The Los Peñasquitos Lagoon Bridges Replacement Project will replace four aging, wooden trestle railway bridges that cross the Los Peñasquitos Lagoon in Torrey Pines with modern, single-track, concrete bridges.
The new bridges will look similar to the Trestles Bridge, near San Onofre State Beach, which was replaced in 2012.
The new bridges will have wider column spans, which are designed to increase tidal flow and help improve the overall health of the Los Peñasquitos Lagoon. The lagoon bridges will not be double tracked as part of this project.
The length of the bridges and their corresponding numbers are: 246.1, 180 feet (northernmost bridge); 246.9, 196 feet; 247.1, 84 feet; and 247.7, 126 feet (southernmost bridge).
Construction is slated to start in the fall and be completed in two years.
Some of the work on the bridges will be conducted during select weekends. All rail service would be temporarily suspended so construction crews can work unimpeded.
People in residences and businesses along the lagoon can expect to hear intermittent construction noise during the project, according to SANDAG.
Piles and columns will be installed as the support structure for the bridges.
A quieter method of constructing piles, called cast-in-steel-shell, will be used. The installation of pre-drilled cast-in-steel-shell piles will help lessen noise for residents near the lagoon.
SANDAG will ensure native habitats are protected and restored during the project.
David Hicks, SANDAG communications manager, said the wooden bridges, built during the 1910 to the 1930s, are being replaced at this time because they have passed their life expectancy of 50 to 75 years.
“This project is a critical part of a larger effort to improve rail infrastructure along the 351-mile Los Angeles-San Diego-San Luis Obispo rail corridor,” Hicks said. “This coastal corridor is the second-busiest intercity passenger rail line in the United States, and is the only viable freight rail link between San Diego and the rest of the nation.”
Every day, more than 70 trains, including the NCTD Coaster, Amtrak Pacific Surfliner and BNSF Railway freight, travel this corridor, according to SANDAG.
The project is designed to maintain compliance with Federal Railroad Administration standards, and meet current and future demand for intercity, commuter and freight rail services.
The bridge replacement project is also consistent with the SANDAG 2050 Regional Transportation Plan.
The project was designed by the North County Transit District and will be managed by SANDAG. Skanska is the contractor and HDR is the engineer of record for this project.
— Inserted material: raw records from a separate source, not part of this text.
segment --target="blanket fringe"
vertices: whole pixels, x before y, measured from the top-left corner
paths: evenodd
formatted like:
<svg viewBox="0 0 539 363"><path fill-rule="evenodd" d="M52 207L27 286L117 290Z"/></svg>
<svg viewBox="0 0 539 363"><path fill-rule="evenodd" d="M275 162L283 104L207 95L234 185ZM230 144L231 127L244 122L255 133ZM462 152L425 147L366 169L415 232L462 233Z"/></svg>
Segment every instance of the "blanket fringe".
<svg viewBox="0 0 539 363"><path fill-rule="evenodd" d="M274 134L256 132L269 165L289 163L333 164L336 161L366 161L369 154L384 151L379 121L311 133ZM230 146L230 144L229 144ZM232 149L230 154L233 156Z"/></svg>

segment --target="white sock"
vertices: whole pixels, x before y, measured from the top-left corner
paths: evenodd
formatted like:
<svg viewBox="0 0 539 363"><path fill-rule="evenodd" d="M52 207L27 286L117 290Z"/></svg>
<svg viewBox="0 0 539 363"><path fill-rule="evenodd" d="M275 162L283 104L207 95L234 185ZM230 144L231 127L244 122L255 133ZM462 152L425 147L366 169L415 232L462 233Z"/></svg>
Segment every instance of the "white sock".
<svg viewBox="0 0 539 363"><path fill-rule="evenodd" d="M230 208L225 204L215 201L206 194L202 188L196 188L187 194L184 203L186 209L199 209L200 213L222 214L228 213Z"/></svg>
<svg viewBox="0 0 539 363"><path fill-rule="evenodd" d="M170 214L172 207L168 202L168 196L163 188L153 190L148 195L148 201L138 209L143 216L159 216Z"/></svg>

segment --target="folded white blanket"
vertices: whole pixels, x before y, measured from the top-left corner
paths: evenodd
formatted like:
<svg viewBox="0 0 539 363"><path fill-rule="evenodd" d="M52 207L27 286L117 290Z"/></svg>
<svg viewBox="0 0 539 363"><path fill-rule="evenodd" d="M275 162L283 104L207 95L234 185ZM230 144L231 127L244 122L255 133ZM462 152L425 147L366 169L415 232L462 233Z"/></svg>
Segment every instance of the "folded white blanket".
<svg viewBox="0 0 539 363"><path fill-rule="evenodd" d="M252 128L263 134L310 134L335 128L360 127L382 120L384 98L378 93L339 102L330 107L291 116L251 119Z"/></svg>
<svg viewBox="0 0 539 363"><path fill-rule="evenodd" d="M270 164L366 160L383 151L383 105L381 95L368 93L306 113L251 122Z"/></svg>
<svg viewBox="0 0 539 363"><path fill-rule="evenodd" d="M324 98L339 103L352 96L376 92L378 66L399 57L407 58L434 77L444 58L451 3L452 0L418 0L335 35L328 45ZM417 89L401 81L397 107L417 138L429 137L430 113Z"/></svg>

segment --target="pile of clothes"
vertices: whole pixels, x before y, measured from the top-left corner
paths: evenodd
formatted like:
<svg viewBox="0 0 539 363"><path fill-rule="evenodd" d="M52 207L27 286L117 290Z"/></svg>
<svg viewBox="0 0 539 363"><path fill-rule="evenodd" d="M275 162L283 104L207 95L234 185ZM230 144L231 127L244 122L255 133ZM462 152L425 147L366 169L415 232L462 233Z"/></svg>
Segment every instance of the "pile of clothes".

SANDAG received $14 million through a federal grant from the U.S. Department of Transportation under the Transportation Investment Generating Economic Recovery program. These funds will be leveraged with additional money from NCTD and the Federal Transit Administration to pay for the remainder of the $31 million project.
In the coming years, SANDAG has approximately $1 billion in planned improvements for the San Diego County section of the LOSSAN corridor, including a large-scale effort to double track the corridor from Orange County to Downtown San Diego.
To date, half of the county’s LOSSAN rail corridor is double tracked, with approximately 20 rail improvement projects in design or under construction. More than 97 percent of the corridor is expected to be double tracked by 2050.
Other infrastructure improvements include bridge and track replacements, new platforms, pedestrian undercrossing, and other safety and operational enhancements.